The obvious difference of this quantitative approach from classical qualitative 2D models is that the genus (and even connectedness) of molecular 2D surface thus obtained is a relative rather than absolute property. For small values of A (deficiency of electron density) the isodensity surface becomes a loose, essentially spherical balloon surrounding all nuclei (Figure 11B). Therefore, the topological difference between cyclic and acyclic molecules (that are intuitively not homeomorphic) disappears. For large values of A (excess of electron density) the contour surface is represented by a disconnected set of several essentially spherical surfaces, each surrounding one nucleus (Figure 11C). Similar results may be obtained if the function F(r) is the molecular electrostatic potential [28, 63]. Here, the parameter A may have both positive and negative values. Therefore, in some cases the surface may not be closed and/or only portions of molecular entity are displayed by contour surfaces. An important aspect of utilizing contour surfaces is the study of the arrangement of convex and concave domains with the tools of algebraic topology [28]. This problem is important and relevant to molecular recognition.
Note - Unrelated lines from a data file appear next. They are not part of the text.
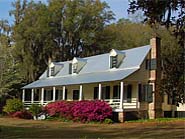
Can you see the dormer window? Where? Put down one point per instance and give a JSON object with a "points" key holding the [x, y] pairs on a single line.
{"points": [[113, 61], [53, 69], [76, 65], [116, 58]]}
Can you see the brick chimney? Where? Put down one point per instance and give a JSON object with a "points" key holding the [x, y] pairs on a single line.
{"points": [[155, 108]]}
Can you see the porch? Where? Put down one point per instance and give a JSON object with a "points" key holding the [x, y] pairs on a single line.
{"points": [[120, 96]]}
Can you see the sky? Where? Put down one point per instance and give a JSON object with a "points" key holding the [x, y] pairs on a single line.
{"points": [[119, 7]]}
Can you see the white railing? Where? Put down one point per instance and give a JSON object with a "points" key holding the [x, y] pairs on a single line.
{"points": [[115, 103], [29, 103]]}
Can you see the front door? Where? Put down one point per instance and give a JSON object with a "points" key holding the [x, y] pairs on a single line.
{"points": [[75, 94]]}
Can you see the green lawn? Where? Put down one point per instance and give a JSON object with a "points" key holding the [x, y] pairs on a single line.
{"points": [[17, 128]]}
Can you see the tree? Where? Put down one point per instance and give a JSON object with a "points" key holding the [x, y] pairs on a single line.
{"points": [[160, 12], [58, 30]]}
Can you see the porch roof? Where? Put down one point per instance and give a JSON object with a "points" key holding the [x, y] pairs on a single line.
{"points": [[113, 75]]}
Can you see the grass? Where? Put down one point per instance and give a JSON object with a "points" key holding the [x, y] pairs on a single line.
{"points": [[27, 129], [156, 120]]}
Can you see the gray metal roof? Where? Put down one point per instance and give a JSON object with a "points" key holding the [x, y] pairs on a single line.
{"points": [[95, 70]]}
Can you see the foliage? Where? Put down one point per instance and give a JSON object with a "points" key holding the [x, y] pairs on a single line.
{"points": [[22, 114], [84, 111], [35, 109], [58, 30], [13, 105], [59, 109], [108, 121], [160, 13]]}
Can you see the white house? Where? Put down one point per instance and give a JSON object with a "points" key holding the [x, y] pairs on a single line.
{"points": [[127, 80]]}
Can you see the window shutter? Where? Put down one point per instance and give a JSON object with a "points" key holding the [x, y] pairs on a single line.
{"points": [[144, 93], [153, 64], [70, 68], [129, 93], [147, 64], [52, 71], [107, 95], [74, 67], [65, 94], [47, 72], [149, 92], [116, 92], [140, 92], [57, 95], [75, 94], [113, 61]]}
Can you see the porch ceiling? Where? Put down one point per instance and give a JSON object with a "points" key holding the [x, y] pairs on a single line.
{"points": [[111, 75]]}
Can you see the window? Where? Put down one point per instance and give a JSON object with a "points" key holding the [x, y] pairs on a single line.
{"points": [[151, 64], [105, 94], [75, 67], [95, 92], [51, 71], [147, 93], [116, 92], [127, 94], [70, 68], [113, 61], [75, 94], [171, 99], [141, 98]]}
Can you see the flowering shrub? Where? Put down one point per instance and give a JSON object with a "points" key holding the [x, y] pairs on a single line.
{"points": [[59, 109], [84, 111], [22, 115]]}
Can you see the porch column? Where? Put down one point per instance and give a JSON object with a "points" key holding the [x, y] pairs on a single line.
{"points": [[80, 97], [23, 95], [54, 93], [63, 93], [99, 91], [121, 95], [42, 96], [32, 96]]}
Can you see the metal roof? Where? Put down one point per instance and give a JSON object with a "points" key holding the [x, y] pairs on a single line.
{"points": [[95, 70]]}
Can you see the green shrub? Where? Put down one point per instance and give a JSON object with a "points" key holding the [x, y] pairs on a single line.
{"points": [[35, 109], [13, 105]]}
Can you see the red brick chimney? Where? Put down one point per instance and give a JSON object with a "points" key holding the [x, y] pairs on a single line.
{"points": [[155, 108]]}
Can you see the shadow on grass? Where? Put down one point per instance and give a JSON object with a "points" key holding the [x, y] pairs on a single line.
{"points": [[85, 132]]}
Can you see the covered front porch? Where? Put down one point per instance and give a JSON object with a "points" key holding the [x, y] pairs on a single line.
{"points": [[121, 96]]}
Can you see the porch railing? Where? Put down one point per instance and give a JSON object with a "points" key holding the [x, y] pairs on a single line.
{"points": [[29, 103], [114, 103], [127, 104]]}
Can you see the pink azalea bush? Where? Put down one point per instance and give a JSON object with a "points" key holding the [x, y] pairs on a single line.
{"points": [[84, 111], [22, 114]]}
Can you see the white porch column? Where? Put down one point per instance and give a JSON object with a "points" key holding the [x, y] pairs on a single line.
{"points": [[63, 93], [99, 91], [42, 96], [54, 93], [80, 97], [32, 96], [121, 95], [23, 95]]}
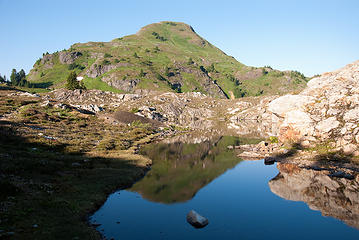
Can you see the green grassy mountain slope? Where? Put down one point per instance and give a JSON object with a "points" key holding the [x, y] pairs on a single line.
{"points": [[165, 56]]}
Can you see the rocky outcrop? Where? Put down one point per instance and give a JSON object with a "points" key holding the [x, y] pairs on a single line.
{"points": [[47, 61], [94, 97], [69, 57], [327, 110], [331, 194]]}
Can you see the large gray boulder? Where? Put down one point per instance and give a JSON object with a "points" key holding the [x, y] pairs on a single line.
{"points": [[196, 220]]}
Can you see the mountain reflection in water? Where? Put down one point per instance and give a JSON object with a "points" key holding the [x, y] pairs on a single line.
{"points": [[336, 197], [181, 168]]}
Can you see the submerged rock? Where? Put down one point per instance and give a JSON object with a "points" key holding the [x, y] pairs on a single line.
{"points": [[196, 220], [269, 160]]}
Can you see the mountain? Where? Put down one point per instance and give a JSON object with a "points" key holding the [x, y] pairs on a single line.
{"points": [[165, 56]]}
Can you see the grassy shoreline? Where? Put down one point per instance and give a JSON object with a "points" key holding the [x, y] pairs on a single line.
{"points": [[58, 166]]}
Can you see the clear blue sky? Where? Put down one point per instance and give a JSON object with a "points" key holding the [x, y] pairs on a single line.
{"points": [[305, 35]]}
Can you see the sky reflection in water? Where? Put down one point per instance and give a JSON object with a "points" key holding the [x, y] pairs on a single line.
{"points": [[238, 202]]}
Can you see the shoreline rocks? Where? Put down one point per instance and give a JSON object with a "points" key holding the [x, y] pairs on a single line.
{"points": [[196, 220]]}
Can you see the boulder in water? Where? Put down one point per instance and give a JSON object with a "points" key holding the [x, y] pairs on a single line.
{"points": [[196, 220]]}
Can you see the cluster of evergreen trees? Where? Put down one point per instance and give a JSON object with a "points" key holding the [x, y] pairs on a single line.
{"points": [[72, 83], [19, 78]]}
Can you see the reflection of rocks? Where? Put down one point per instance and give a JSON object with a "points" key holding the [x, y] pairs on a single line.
{"points": [[180, 170], [333, 196]]}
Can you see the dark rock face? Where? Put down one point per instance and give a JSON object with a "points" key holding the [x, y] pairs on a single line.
{"points": [[334, 196], [69, 57]]}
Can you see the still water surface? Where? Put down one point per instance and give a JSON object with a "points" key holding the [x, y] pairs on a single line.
{"points": [[234, 195]]}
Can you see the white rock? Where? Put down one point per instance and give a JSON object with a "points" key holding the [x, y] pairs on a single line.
{"points": [[327, 125], [284, 104], [352, 115]]}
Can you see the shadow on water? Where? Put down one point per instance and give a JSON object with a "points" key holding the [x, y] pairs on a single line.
{"points": [[321, 186], [54, 187], [181, 169]]}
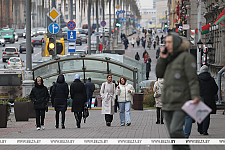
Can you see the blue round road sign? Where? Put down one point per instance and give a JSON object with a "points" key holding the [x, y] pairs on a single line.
{"points": [[71, 25], [103, 23], [53, 28]]}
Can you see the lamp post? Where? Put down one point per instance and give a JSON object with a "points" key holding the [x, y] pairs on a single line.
{"points": [[199, 44], [209, 45]]}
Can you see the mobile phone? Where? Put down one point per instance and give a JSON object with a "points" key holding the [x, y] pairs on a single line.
{"points": [[165, 51]]}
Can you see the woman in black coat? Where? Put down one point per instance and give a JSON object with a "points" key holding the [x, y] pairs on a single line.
{"points": [[79, 96], [60, 94], [39, 96], [208, 91]]}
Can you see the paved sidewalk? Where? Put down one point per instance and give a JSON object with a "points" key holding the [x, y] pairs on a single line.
{"points": [[143, 126]]}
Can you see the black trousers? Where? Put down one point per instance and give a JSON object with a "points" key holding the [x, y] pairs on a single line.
{"points": [[158, 112], [40, 114], [78, 116], [108, 118], [147, 75], [57, 117]]}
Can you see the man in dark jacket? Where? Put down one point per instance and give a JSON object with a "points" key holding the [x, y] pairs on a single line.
{"points": [[90, 88], [39, 96], [60, 94], [208, 91], [178, 68], [148, 67], [125, 42], [79, 96]]}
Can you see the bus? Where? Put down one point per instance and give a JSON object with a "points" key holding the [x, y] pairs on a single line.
{"points": [[60, 47], [8, 35], [11, 84]]}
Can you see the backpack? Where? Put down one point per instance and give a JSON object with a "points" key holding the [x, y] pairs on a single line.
{"points": [[158, 91]]}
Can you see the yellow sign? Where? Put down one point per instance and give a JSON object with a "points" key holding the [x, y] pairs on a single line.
{"points": [[53, 14]]}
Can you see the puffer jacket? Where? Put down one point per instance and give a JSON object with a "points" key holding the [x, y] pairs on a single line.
{"points": [[39, 95], [123, 94], [60, 94], [180, 76], [158, 84]]}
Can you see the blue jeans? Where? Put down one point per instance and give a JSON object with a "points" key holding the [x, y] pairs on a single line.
{"points": [[89, 99], [187, 126], [124, 109]]}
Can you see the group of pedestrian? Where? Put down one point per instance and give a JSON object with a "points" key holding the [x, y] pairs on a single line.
{"points": [[181, 83], [81, 95]]}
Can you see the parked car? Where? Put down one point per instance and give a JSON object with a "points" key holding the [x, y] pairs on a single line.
{"points": [[83, 37], [2, 41], [41, 31], [20, 32], [24, 48], [9, 52], [37, 41], [14, 62]]}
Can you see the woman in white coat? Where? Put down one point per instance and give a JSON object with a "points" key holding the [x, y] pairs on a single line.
{"points": [[108, 94], [125, 93], [158, 84]]}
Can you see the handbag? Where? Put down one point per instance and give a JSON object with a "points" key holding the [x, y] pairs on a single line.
{"points": [[85, 112]]}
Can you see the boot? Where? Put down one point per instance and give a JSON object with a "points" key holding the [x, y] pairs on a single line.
{"points": [[77, 119]]}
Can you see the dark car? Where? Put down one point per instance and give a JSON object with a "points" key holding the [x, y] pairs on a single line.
{"points": [[78, 40], [23, 47], [19, 32], [37, 41]]}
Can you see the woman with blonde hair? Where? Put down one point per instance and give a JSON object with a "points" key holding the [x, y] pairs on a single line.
{"points": [[108, 94], [125, 94]]}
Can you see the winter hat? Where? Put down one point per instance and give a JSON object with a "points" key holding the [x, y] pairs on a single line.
{"points": [[76, 77], [204, 68]]}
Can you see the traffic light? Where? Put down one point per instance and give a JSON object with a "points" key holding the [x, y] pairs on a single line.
{"points": [[51, 46], [165, 25]]}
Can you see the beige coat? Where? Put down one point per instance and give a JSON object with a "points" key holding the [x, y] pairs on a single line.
{"points": [[108, 94], [158, 101], [123, 94]]}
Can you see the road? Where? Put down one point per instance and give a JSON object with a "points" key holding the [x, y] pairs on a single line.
{"points": [[36, 56]]}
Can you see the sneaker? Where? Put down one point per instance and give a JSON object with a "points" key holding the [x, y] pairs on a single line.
{"points": [[42, 127], [63, 126], [129, 123], [108, 123]]}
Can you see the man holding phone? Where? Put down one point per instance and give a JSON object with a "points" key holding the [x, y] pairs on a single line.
{"points": [[178, 68]]}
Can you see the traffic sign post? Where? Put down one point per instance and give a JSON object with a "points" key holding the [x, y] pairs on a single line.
{"points": [[71, 25], [103, 23], [53, 28], [72, 46], [71, 35]]}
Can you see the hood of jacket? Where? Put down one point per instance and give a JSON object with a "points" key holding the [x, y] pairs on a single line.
{"points": [[61, 79], [180, 45], [205, 76], [36, 84]]}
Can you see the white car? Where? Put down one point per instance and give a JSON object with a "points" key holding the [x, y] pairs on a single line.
{"points": [[2, 41], [14, 62]]}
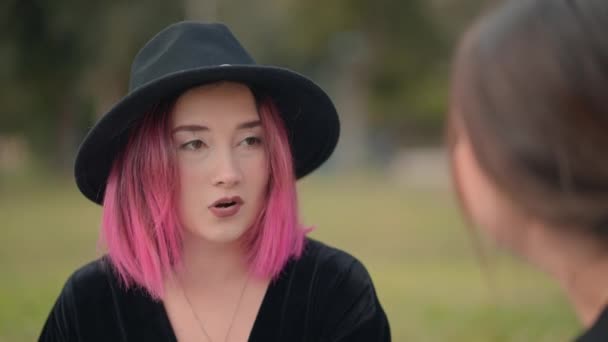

The representation of a molecule by a set of contour 2D surfaces instead of one surface is an interesting concept of chemical topology; one may study the abrupt changes in molecular topology varying continuously the scanning parameter A. However, the dependence of the fundamental topological properties -- like connectedness and cyclicity -- on some artificial empirical parameter A (used to obtain the contour surfaces) seems to be distant from the problems where the homeomorphism concept may be fruitful.

A specific sort of 2D models appears in molecular orbital (MO) theory [76, 77]. The electron wave function (and signs assigned to its parts) has only indirect physical meaning, nevertheless a contour 2D surface may be defined in a usual manner (for a fixed value of a parameter A) for any molecular orbital. Although 2D contour surface of a separate MO does not represent the entire molecular surface, some important MOs (like frontier orbitals essential from chemical viewpoint) may be homeomorphic for different molecules. The topic is extensively reviewed [17, 18, 75 -- 79] but will be outside of the scope of this article because of the following reason. The picture of essentially delocalized MOs is poorly compatible with the classical picture of localized bonds (which forms the background of the molecular graph concept). A graph may serve as an input for calculating the properties and topology of MOs (say in the Huckel method [80, 81] or in the model of localized orbitals [82 -- 85]). However, only an indirect image of a graph can be reconstructed from an orbital (or from the complete set of MOs). The cyclomatic number of molecular graph, therefore, is not a concept of MO theory.